In my opinion, while I agree with the ultimate goal of information interoperability across the enterprise, I disagree with the approach usually taken to get there. A strategy that I might call:

  • Data Management with Multiple Masters
  • Uncontrolled/Unmanaged Master Data Management
  • Associative Search on an Uncontrolled Vocabulary
  • Emergent Data Management (added 2015)
  • Master-less Data Management (added 2015)

takes a different approach. The basic strategy is to permit multiple vocabularies to exist in the enterprise (one for each major context that can be identified). Then we build a cross reference of the semantics only describing the edges between these contexts (the “bridging” contexts between organizations within the enterprise), where interfaces exist. The interfaces that would be described and captured in this way would include non-automated ones (e.g., human mediated interfaces) as well as the traditionally documented software interfaces.

Instead of requiring that the entire content of each context be documented and standardized, this approach would provide the touchpoints between contexts only.
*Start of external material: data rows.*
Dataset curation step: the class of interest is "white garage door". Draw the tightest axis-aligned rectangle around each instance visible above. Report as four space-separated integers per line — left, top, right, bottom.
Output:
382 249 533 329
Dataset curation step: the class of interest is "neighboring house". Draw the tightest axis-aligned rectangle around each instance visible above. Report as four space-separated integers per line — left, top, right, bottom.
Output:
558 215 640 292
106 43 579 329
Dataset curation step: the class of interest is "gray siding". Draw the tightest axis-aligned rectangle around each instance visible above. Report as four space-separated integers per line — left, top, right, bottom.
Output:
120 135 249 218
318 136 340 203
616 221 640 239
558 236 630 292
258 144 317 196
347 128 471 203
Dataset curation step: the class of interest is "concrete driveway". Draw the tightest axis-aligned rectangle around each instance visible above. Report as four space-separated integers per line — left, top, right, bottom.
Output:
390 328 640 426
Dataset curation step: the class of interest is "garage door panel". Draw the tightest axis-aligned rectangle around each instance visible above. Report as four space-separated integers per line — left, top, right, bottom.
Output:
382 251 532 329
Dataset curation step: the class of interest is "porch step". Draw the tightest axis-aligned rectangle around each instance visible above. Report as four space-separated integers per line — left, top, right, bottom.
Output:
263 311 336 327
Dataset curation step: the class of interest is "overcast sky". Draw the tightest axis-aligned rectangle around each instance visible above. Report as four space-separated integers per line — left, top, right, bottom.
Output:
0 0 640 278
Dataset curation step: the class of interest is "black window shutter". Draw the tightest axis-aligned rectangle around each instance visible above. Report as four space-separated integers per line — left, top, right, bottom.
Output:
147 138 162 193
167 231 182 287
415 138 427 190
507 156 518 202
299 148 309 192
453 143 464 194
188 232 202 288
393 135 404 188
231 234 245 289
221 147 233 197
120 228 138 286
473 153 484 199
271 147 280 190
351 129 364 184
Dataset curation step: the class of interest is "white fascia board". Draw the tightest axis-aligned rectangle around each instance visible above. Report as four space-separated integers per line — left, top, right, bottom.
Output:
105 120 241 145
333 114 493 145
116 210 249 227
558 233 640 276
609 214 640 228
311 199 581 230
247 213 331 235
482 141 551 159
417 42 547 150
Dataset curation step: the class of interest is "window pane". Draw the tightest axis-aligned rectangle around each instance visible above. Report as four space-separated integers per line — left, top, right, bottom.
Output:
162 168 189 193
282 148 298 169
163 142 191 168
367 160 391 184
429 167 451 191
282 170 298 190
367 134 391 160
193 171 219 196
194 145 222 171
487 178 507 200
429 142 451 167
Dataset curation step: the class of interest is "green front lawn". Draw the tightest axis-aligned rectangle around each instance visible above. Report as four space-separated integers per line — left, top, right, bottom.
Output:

New software (or business) integration tasks which the enterprise takes on would require new interfaces and new extensions of mappings, but would only have to cover the content of the new bridging context.

Information collected and maintained under this strategy would include the categorization of data element structures as follows:

  1. Data structure syntax and basic manipulations
  2. Origin Context and element Role (for example, markers versus non-markers)
  3. Storage types: transient (not stored), temporary (e.g. staging schemas and work tables), permanent (e.g., structures which are intended to provide the longest storage
  4. “Pass-through” versus “consumed” data elements. Also called “traveller” and “fodder”, these data structures and elements have no meaning and possibly no existence (respectively) in the Target Context.

For data symbols that are just “passing through” one context to another, these would be the traveller symbols (as discussed on one of my permanent pages and in the glossary) whose structure is simply moved unchanged from one context to the next, until it reaches a context which recognizes and uses them. “Fodder” symbols are used to trigger some logic or filter to change the operation of the bridging context software, but once consumed, do not move beyond the bridge.

The problem that I have encountered with MDM efforts is that they don’t try to scope themselves to what is RECOGNIZABLY REQUIRED. Instead, the focus is on the much larger, much riskier effort of the attempted elimination of local contexts within the enterprise. MDM breaks down in the moment it becomes divorced from a practical, immediate attempt to capture just what is needed today. The moment it attempts to “bank” standard symbols ahead of their usage, the MDM process becomes speculative, and proscriptive. The likelihood of wasting time on symbology which ultimately is wrong and unused is very high, once steps past the interface and into the larger contexts are taken.

Uses of Metamorphic Models in Data Management and Governance

In the Master Data Management arena, Metamorphic Models would allow the capture of the data elements necessary to stitch together an enterprise. By recognizing the information needed to pass as markers or to act as travellers, the scope of the data governance task should be reducible to a practical minimum.

Then the data governance problem can be built up only as needed. The task becomes, properly, just another project-related activity similar to Change Control and Risk Management, instead of the academic exercise into which it often devolves.

The scope of data management should focus on and document 100% of the data being moved across interfaces, whether these interfaces are automated or human-performed. Simple data can just be documented, and the equivalence of syntax and semantics captured. Data elements that act as markers for the processes should be recorded. Also all data elements/structures intended merely to make the trip as travellers should be indicated.

This approach addresses the high-value portion of the enterprise’s data structures, while minimizing work on documenting concepts which only apply within a particular context.